What about all the input data into LLMs and the conversations we're having? That must be able to produce a better next gen model, no?

> it's ridiculously easy for anyone to fine-tune training, we don't need frontier companies for that.

Not for me. It'll take me days, and then I'm pretty sure it won't be better than Gemini 3 pro for my coding needs, especially in reasoning.

> For doing math you'll use one model, for intelligence you'll use a different model, for coding a different model, for health a different model, etc, and the reason is simple: it's faster, lower memory, and more accurate.

Why wouldn't e.g. Gemini just add a triage step? And are you sure it's that much easier to get a better model for math than the big ones?

I think you underestimate the friction this causes regular users by handpicking and/or training specific models, whilst the big vendors are good enough for their needs.

  • 0xbadcafebee 13 hours ago

    > What about all the input data into LLMs and the conversations we're having? That must be able to produce a better next gen model, no?

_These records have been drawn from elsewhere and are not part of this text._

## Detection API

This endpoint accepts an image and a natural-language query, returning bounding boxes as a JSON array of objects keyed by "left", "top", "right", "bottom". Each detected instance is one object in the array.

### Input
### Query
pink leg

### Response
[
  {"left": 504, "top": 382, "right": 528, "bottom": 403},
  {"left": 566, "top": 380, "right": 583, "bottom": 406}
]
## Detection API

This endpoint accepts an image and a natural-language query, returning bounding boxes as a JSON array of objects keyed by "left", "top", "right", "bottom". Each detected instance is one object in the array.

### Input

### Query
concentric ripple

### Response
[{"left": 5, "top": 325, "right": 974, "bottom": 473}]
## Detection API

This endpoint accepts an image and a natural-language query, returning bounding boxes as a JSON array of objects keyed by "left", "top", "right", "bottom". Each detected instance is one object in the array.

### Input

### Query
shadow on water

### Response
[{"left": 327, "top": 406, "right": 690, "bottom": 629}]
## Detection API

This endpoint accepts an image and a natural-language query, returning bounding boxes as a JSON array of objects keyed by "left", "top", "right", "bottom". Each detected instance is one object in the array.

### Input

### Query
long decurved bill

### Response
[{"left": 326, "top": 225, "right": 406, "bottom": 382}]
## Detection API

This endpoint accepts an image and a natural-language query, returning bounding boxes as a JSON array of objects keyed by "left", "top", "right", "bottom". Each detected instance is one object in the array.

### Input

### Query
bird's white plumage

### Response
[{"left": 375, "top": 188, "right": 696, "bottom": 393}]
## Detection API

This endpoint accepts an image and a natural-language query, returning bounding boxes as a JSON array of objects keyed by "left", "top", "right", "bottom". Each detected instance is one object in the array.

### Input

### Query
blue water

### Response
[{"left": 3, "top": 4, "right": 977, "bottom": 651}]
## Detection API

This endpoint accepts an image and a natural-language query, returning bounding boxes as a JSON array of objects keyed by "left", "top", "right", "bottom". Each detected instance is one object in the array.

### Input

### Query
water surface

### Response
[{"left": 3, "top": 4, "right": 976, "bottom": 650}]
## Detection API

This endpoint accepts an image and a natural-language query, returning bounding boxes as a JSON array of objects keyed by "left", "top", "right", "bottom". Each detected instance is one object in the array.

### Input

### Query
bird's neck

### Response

    Better models are largely coming from training, tuning, and specific "techniques" discovered to do things like eliminate loops and hallucinations. Human inputs are a small portion of that; you'll notice that all models are getting better despite the fact that all these companies have different human inputs! A decent amount of the models' abilities come from properties like temperature/p-settings, which is basically introducing variable randomness. (these are now called "low" and "high" in frontier models) This can cause problems, but also increased capability, so the challenge isn't getting better input, it's better controlling randomness (sort of). Even coding models benefit from a small amount of this. But there is a lot more, so overall model improvements are not one thing, they are many things that are not novel. In fact, open models get novel techniques before the frontier does, it's been like that for a while.

    > Not for me. It'll take me days, and then I'm pretty sure it won't be better than Gemini 3 pro for my coding needs, especially in reasoning.

    If you don't want the improvements, that's up to you; I'm just saying the frontier has no advantage here, and if people want better than frontier, it's there for free.

    > Why wouldn't e.g. Gemini just add a triage step? And are you sure it's that much easier to get a better model for math than the big ones?

    They already do have triage steps, but despite that, they still create specific models for specific use-cases. Most people already choose Thinking by default for general queries, and coding models for coding. That will continue, but there will be more providers of more specific models that will outperform frontier models, for the simple fact that there's a million use-cases out there and lots of opportunity for startups/community to create a better tailored model for cheaper. And soon all our computers will be decent at doing AI locally, so why pay for frontier anyway? I can already AI-code locally on a 4 year old machine. Two years from now, there likley won't be a need for you to use a cloud service at all, because your local machine and a local model will be equivalent, private, and free.

    • Turfie 4 hours ago

      Thank you. You have somewhat shifted my beliefs in a meaningful way.